Lavand abría sus representaciones casi siempre con un relato que siempre emocionaba«Había terminado la guerra. La patrulla en retirada. Un soldado solicita permiso al capitán para volver al campo de batalla en busca de un amigo. Pero se lo niegan. ‘Es inútil que vayas, está muerto’, le dice el capitán. El soldado desobedece la orden y vuelve al campo de batalla por su amigo. Regresa con él en brazos. Muerto. ‘Te lo dije, era inútil que fueras’, lo retó el capitán. ‘No mi capitán, no fue inútil. Cuando llegué aún estaba con vida, me miró a los ojos y me dijo: sabía que ibas a venir'».

René Lavand

René Lavand practicó con la baraja en su «laboratorio» hasta la mañana del 7 de febrero de 2015, el día de su muerte. Nunca dejó de trabajar, ni se retiró. Viajaba cada dos meses a España. Editó dos libros con sus técnicas, aunque tuvo pocos discípulos. «Yo no puedo enseñarle nada a nadie, solo mostrarle», repetía.

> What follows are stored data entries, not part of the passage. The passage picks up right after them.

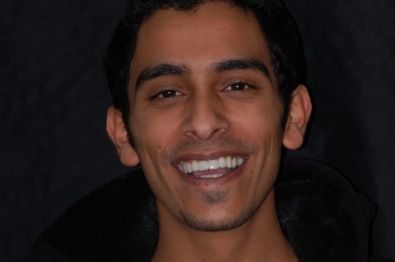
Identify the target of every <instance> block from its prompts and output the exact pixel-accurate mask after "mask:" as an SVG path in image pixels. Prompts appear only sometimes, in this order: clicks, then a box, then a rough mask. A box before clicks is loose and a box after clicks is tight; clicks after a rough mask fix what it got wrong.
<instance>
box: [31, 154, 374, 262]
mask: <svg viewBox="0 0 395 262" xmlns="http://www.w3.org/2000/svg"><path fill="white" fill-rule="evenodd" d="M276 198H277V199H276V201H277V209H278V214H279V218H280V222H281V225H282V228H283V230H284V233H285V235H286V237H287V238H288V240H289V241H290V243H291V245H292V247H293V248H294V251H295V253H296V255H297V256H298V258H299V260H300V261H303V262H304V261H306V262H307V261H314V262H317V261H319V262H325V261H331V262H333V261H336V262H341V261H347V262H350V261H355V262H364V261H367V260H368V259H367V257H368V254H367V253H368V245H367V243H368V223H369V213H370V210H369V208H368V206H369V205H368V204H367V203H366V202H365V200H364V199H363V198H361V197H360V196H359V195H358V194H356V193H355V191H354V190H353V188H352V187H351V186H350V185H349V183H347V181H346V180H345V179H344V178H343V177H342V176H340V175H339V174H338V173H337V172H336V171H334V170H333V169H330V168H328V167H327V166H325V165H323V164H321V163H318V162H315V161H311V160H307V159H305V158H300V157H288V158H287V159H286V160H285V161H284V163H283V164H282V168H281V171H280V174H279V178H278V181H277V184H276ZM157 238H158V224H157V217H156V209H155V201H154V196H153V194H152V192H151V190H150V188H149V186H148V185H147V182H146V180H145V178H144V175H143V173H142V171H141V170H136V171H134V172H133V173H131V174H128V175H126V176H124V177H120V178H117V179H115V180H113V181H111V182H109V183H107V184H105V185H104V186H102V187H101V188H99V189H98V190H96V191H94V192H93V193H91V194H89V195H88V196H86V197H84V198H83V199H81V200H80V201H78V202H77V203H76V204H74V205H73V206H72V207H71V208H69V209H68V210H67V211H66V213H65V214H63V215H62V216H61V217H60V218H59V219H58V220H57V221H56V222H55V223H54V224H53V225H52V226H51V227H50V228H49V229H48V230H47V231H46V232H44V233H43V234H41V236H40V237H39V239H38V241H37V243H36V244H35V246H34V248H33V250H32V252H31V254H30V255H29V257H28V261H70V262H71V261H73V262H74V261H84V262H86V261H149V260H150V258H151V256H152V254H153V251H154V249H155V245H156V241H157Z"/></svg>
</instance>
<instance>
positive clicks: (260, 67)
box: [214, 58, 270, 77]
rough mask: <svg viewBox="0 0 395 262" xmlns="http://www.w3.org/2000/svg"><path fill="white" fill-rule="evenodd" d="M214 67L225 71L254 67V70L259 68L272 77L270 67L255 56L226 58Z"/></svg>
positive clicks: (245, 68)
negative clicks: (231, 58)
mask: <svg viewBox="0 0 395 262" xmlns="http://www.w3.org/2000/svg"><path fill="white" fill-rule="evenodd" d="M214 69H215V71H217V72H224V71H229V70H238V69H252V70H258V71H259V72H261V73H262V74H263V75H265V76H267V77H270V74H269V69H268V68H267V66H266V65H265V64H264V63H263V62H261V61H259V60H257V59H254V58H241V59H229V60H224V61H221V62H219V63H216V64H215V66H214Z"/></svg>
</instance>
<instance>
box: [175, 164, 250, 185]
mask: <svg viewBox="0 0 395 262" xmlns="http://www.w3.org/2000/svg"><path fill="white" fill-rule="evenodd" d="M246 162H247V159H245V161H244V162H243V164H241V165H240V166H238V167H237V168H235V169H233V170H232V171H229V172H228V173H226V174H225V175H223V176H221V177H218V178H197V177H194V176H193V175H188V174H185V173H183V172H181V171H179V173H180V174H181V177H182V179H183V180H184V181H185V182H187V183H188V184H192V185H195V186H202V187H205V186H213V185H223V184H226V183H229V182H230V181H232V180H233V179H236V178H237V177H239V176H240V175H241V174H242V173H243V170H244V166H245V164H246ZM177 170H178V169H177Z"/></svg>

Coleccionaba sombreros y bastones en su cabaña de Tandil. El día que yo le vi en directo, en uno de sus juegos citó al poeta también argentino, Homero Manzi, con un verso que se me quedó para siempre y decía:

“Cuarenta cartones pintados
con palos de ensueño, de engaño y amor.
La vida es un mazo marcado,
baraja los naipes la mano de Dios.
Las malas que embosca la dicha
se dieron en juego tras cada ilusión,
y así fue robándome fichas
la carta negada de tu corazón.”

Descanse en paz René Lavand, el hombre que hacía magia con una sola mano. Hoy donde se encuentre seguirá jugando con la baraja, pensando historias, tranquilo y entre oros y copas nunca le olvidaremos.